Rhodes Daniel R, Kalyana-Sundaram Shanker, Mahavisno Vasudeva, Barrette Terrence R, Ghosh Debashis, Chinnaiyan Arul M
Department of Pathology, University of Michigan Medical School, Ann Arbor, Michigan 48109, USA.
Nat Genet. 2005 Jun;37(6):579-83. doi: 10.1038/ng1578.

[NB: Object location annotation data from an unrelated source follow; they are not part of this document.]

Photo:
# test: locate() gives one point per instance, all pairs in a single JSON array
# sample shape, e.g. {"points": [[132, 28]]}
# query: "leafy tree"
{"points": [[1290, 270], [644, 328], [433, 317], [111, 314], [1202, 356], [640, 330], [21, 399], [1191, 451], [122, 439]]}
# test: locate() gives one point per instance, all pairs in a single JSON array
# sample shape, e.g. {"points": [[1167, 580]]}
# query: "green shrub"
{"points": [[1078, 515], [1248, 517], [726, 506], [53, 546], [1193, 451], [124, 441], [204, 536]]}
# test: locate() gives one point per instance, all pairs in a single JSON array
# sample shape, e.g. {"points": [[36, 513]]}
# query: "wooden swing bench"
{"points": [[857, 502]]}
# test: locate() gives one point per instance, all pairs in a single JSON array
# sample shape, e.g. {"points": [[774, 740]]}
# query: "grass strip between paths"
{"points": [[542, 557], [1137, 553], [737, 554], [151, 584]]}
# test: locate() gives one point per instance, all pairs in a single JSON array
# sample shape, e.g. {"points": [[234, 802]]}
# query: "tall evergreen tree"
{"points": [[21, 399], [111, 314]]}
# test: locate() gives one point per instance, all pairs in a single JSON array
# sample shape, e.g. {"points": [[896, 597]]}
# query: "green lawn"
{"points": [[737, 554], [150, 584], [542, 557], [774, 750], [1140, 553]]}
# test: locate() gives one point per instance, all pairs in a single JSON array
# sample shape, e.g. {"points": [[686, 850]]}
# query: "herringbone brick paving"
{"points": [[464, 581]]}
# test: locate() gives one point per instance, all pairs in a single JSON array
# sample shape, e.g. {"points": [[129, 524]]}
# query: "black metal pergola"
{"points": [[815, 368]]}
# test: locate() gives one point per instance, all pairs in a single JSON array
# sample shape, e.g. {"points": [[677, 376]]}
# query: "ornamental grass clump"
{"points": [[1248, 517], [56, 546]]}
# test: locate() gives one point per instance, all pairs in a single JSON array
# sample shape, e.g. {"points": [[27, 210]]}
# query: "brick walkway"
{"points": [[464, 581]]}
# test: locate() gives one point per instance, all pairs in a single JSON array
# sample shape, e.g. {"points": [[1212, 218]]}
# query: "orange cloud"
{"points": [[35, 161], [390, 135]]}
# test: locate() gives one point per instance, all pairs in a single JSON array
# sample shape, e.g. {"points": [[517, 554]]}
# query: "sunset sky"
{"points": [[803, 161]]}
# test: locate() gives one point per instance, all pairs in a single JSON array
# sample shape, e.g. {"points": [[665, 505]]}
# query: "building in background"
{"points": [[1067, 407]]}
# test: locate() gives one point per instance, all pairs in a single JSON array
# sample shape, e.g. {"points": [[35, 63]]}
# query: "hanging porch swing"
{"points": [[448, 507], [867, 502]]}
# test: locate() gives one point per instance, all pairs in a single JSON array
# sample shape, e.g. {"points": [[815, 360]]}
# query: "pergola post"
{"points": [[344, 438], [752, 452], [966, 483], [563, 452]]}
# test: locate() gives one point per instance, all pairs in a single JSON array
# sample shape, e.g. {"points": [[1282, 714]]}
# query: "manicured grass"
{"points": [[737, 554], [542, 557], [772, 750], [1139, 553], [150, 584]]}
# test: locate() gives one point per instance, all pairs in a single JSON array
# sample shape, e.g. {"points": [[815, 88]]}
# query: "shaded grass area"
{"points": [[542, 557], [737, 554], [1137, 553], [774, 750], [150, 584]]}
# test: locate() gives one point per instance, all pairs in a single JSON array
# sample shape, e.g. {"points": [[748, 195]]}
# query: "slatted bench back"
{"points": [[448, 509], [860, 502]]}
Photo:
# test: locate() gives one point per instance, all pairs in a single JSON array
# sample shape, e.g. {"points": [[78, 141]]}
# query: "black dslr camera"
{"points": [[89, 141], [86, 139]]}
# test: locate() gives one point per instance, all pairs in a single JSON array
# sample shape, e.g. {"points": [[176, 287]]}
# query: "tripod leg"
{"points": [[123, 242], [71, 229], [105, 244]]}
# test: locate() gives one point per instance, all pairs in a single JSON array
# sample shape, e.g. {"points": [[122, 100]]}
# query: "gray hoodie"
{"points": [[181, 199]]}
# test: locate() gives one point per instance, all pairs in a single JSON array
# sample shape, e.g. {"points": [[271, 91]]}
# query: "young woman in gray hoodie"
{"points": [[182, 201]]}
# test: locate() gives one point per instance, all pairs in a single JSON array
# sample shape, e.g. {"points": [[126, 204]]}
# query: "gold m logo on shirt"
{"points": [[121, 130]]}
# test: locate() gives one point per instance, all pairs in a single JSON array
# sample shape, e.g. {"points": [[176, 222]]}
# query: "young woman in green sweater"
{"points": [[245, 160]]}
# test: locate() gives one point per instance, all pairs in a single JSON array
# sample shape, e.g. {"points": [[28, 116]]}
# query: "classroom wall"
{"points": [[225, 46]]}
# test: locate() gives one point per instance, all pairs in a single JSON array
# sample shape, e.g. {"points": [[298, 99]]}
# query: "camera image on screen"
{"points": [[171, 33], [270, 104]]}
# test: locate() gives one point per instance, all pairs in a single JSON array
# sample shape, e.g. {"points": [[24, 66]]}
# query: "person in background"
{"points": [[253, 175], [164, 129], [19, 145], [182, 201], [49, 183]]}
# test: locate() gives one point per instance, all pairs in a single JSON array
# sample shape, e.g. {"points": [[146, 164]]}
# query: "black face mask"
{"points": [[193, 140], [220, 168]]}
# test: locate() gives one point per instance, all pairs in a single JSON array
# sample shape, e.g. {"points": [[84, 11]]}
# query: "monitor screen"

DNA microarrays have been widely applied to cancer transcriptome analysis. The Oncomine database contains a large collection of such data, as well as hundreds of derived gene-expression signatures. We studied the regulatory mechanisms responsible for gene deregulation in these cancer signatures by searching for the coordinate regulation of genes with common transcription factor binding sites. We found that genes with binding sites for the archetypal cancer transcription factor, E2F, were disproportionately overexpressed in a wide variety of cancers, whereas genes with binding sites for other transcription factors, such as Myc-Max, c-Rel and ATF, were disproportionately overexpressed in specific cancer types. These results suggest that alterations in pathways activating these transcription factors may be responsible for the observed gene deregulation and cancer pathogenesis.
DNA微阵列已广泛应用于癌症转录组分析。Oncomine数据库包含大量此类数据以及数百个衍生的基因表达特征。我们通过寻找具有共同转录因子结合位点的基因的协同调控,研究了这些癌症特征中基因失调的调控机制。我们发现,具有典型癌症转录因子E2F结合位点的基因在多种癌症中过度表达的比例过高,而具有其他转录因子(如Myc-Max、c-Rel和ATF)结合位点的基因在特定癌症类型中过度表达的比例过高。这些结果表明,激活这些转录因子的信号通路改变可能是观察到的基因失调和癌症发病机制的原因。